I know taxes are boring, but make sure to learn as much as you can because you can save thousands of Euros per year.
While working for international companies around the world, I used to make contracts with a tax-free salary just to avoid all the headaches that come with taxes and put it on the employer.
9# Buy used
There are so many people out there that change cars or appliances just because the new model arrived. I always took advantage of this and bought four second-hand cars in my life saving me thousands of Euro that I could invest in somewhere else.
Keep in mind that a brand new car depreciates much faster than a second-hand one, especially in the first year averaging a whopping 20% depreciation for most models.
I used to buy cars in their 2-3 years because they were highly discounted and with an average of 10.000 km on the clock, almost new. I have got a full apartment of used items; fridge, TV, furniture, bed and much more.
I never buy junk, but quality items at high discounted price. The wealthy people have excellent stuff but the bad habit to change it too often, that is always good news for me.

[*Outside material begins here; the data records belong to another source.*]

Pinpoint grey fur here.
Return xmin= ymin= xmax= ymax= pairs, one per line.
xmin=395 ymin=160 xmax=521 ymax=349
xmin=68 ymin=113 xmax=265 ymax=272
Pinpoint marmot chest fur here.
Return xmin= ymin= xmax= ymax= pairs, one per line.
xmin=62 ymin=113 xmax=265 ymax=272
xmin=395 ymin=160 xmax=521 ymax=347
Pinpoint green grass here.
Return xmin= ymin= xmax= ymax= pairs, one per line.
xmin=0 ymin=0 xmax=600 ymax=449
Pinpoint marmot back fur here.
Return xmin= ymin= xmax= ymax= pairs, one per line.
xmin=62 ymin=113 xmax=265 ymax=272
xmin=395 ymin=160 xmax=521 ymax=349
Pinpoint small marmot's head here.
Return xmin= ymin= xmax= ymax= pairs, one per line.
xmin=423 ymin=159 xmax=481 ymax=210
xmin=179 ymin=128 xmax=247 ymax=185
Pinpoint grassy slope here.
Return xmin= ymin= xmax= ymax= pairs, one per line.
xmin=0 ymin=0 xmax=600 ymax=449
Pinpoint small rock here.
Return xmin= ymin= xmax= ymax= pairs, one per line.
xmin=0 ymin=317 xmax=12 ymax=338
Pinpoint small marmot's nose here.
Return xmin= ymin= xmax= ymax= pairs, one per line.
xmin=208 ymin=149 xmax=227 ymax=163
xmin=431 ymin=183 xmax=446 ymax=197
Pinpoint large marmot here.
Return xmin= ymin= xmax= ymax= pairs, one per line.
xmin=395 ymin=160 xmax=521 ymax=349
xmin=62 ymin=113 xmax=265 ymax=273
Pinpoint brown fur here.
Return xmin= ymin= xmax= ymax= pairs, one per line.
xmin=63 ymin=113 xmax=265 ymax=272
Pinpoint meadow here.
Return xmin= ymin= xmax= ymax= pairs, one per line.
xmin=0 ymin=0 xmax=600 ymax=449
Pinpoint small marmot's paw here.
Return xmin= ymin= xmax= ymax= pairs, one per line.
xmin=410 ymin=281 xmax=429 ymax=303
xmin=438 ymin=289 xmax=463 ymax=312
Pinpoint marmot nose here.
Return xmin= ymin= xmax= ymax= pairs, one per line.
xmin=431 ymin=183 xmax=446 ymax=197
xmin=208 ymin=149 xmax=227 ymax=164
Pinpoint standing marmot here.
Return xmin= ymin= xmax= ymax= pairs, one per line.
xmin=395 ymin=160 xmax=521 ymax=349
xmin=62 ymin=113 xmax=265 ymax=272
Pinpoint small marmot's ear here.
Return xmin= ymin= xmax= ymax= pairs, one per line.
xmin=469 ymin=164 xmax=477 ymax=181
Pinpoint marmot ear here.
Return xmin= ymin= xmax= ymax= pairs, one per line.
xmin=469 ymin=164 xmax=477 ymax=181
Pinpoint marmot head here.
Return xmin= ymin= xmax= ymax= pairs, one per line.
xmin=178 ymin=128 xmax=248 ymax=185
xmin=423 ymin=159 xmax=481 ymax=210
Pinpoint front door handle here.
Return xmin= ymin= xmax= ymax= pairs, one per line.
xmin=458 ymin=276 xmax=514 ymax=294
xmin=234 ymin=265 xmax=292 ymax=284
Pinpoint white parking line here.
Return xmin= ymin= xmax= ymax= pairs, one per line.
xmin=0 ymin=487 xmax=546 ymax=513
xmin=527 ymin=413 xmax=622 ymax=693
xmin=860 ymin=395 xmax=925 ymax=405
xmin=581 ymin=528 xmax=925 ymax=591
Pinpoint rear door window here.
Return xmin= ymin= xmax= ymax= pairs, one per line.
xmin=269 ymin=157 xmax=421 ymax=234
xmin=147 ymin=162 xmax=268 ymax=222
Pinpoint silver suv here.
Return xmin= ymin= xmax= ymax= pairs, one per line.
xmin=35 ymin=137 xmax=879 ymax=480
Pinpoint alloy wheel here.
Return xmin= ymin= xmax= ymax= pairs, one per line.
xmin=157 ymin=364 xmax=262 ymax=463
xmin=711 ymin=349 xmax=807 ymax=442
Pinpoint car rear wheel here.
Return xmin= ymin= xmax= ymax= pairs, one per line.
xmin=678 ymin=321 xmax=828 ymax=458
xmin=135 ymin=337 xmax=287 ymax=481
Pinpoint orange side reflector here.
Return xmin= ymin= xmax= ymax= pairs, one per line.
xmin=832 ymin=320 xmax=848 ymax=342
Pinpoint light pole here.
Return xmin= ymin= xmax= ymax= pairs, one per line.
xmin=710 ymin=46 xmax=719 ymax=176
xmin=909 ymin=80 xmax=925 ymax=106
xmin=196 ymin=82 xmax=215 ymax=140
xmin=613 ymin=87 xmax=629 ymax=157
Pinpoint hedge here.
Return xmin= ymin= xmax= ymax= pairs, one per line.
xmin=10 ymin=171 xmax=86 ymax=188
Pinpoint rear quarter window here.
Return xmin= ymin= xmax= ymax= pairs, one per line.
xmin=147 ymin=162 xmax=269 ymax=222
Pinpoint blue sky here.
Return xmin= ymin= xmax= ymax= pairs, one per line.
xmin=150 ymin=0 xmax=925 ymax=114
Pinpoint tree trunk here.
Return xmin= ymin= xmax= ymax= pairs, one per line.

Things like eBay and Craigslist have vastly improved the liquidity and efficiency of used goods markets, but be careful to check you’re getting a good deal.
If you are unsure about the items, just ask the owner why is selling. Don’t be afraid to get cheated, buy new is a much worst financial experience.
10# Invest in you
This is the most important habit of all 10. It is important to invest in your knowledge and take the time to learn financial skills essential for your future success and retire early.
As I said in other posts, we shouldn’t work more than necessary.
I spend every week 15 hours in studying economic and personal finance, plus another 10 hours in posting to this website to pass on my knowledge for other to benefit.
What has worked until today, might not work tomorrow or come up a better way of doing things.
You are the most important asset, so keep investing in yourself.
What other ways are you using daily to save money? Please share so we can learn from others experiences.